NFA's related interpretive notice provides further guidance on when a Member is required to file a notice under Compliance Rule 2-50, clarifying that:

  • A commodity pool is unable to meet a margin call — Members are required to file notice with NFA when they determine that one of their commodity pools will be unable to meet a margin call, unless the Member reasonably expects to meet the margin call within the time period imposed by its FCM or broker.
  • A commodity pool is unable to satisfy redemption requests — Members are required to file notice with NFA when they cannot meet a redemption request in accordance with the pool's subscription agreement. Notice is not required if a pool is unable to meet a redemption request on the day it is received, so long as it is met within the period specified in the pool's subscription agreement.
  • A commodity pool halts redemptions — Members are required to file notice with NFA when one of their pools unexpectedly halts redemptions, either temporarily or permanently, as a result of market or other events that impact the pool's ability to meet redemptions. Members are not required to file a notice, however, if they are liquidating a pool in the ordinary course of business.
  • A commodity pool is declared in default by swap counterparty — Members must file notice with NFA if they are notified that a pool is in default to a swap counterparty and the Member does not reasonably believe the pool can cure the default within the agreed cure period. Members are required to notify NFA regardless of whether the pool is in negotiations with the swap counterparty to liquidate positions or dispute the default notice.

 

Sarah A. Bessin
Associate General Counsel

Morgan Willard
Legal Intern

 

endnotes

[1] See Section 17(j) of the Commodity Exchange Act.
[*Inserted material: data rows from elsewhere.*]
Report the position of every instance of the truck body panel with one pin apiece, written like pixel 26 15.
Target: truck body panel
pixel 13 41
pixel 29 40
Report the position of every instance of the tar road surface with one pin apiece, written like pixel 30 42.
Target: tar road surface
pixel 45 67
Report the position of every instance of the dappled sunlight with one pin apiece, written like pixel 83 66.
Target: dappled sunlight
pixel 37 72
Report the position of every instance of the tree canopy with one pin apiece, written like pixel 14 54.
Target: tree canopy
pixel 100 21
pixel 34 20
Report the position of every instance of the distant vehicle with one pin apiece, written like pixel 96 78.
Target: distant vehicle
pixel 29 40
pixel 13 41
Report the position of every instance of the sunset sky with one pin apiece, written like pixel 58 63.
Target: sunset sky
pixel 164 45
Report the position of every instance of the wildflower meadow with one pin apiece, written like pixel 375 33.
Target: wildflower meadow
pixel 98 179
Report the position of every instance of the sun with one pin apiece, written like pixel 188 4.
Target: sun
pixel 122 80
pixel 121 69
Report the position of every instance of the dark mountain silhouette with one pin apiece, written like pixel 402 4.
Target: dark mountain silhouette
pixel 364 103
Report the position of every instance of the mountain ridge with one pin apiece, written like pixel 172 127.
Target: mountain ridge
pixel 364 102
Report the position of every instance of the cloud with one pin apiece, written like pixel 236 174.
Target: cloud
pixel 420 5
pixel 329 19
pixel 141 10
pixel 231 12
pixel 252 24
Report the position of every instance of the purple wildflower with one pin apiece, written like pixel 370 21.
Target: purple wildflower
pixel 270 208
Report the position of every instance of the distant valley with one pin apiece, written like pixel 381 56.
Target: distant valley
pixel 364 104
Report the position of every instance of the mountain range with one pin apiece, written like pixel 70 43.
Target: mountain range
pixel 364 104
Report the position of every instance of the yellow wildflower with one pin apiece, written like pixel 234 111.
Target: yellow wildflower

[2] National Futures Association: Proposed Interpretive Notice entitled NFA Compliance Rules 2-9 and 2-36: Members' Use of Third-Party Service Providers (February 26, 2021), available at https://www.nfa.futures.org/news/PDF/CFTC/022621-ProposedInterpNoticeCRs2-9and2-36-MembersUse3rdPartyServiceProviders.pdf?j=131994&sfmc_sub=51539440&l=16766_HTML&u=2859812&mid=100026896&jb=0; see also National Futures Association: Effective date for Interpretive Notice regarding Members' use of third-party service providers, Notice I-21-13 (March 24, 2021), available at https://www.nfa.futures.org/news/newsNotice.asp?ArticleID=5342.

[3] National Futures Association: Proposed NFA Compliance Rule 2-50 and related Interpretive Notice entitled NFA Compliance Rule 2-50: CPO Notice Filing Requirements (March 5, 2021), available at https://www.nfa.futures.org/news/PDF/CFTC/Proposed-CR-2-50-and-Interp-Notc-CPO-Notice-Filing-Requirements.pdf?j=132936&sfmc_sub=51539440&l=16770_HTML&u=2875288&mid=100026896&jb=0; see also National Futures Association: Effective date for NFA rules establishing CPO notice filing requirements, Notice I-21-15 (April 13, 2021), available at https://www.nfa.futures.org/news/newsNotice.asp?ArticleID=5346

[4] NFA notes that, when outsourcing to a Third-Party Service Provider, a Member should ensure, to the extent applicable, compliance with NFA Bylaw 1101.

[5] NFA expects a Member and its Third-Party Service Provider to enter into a written agreement that describes the scope of services to be performed and addresses any guarantees and indemnifications, limitations of liability, and payment terms. Each Member should review its Third-Party Service Provider agreements to make certain, to the extent possible, that the service provider has agreed to comply with all applicable regulatory requirements and outlines the outsourcing relationship(s) through termination.

[6] NFA Rule 2-10 provides the recordkeeping requirements for Members, and is  available at https://www.nfa.futures.org/rulebook/rules.aspx?Section=4&RuleID=RULE%202-10; NFA Rule 2-49 defines additional regulatory rules for swap dealers and participants and is available at https://www.nfa.futures.org/rulebook/rules.aspx?Section=4&RuleID=RULE%202-49.

[7] NFA notes that Compliance Rule 2-50 also applies to exempt pools operated by an NFA Member CPO.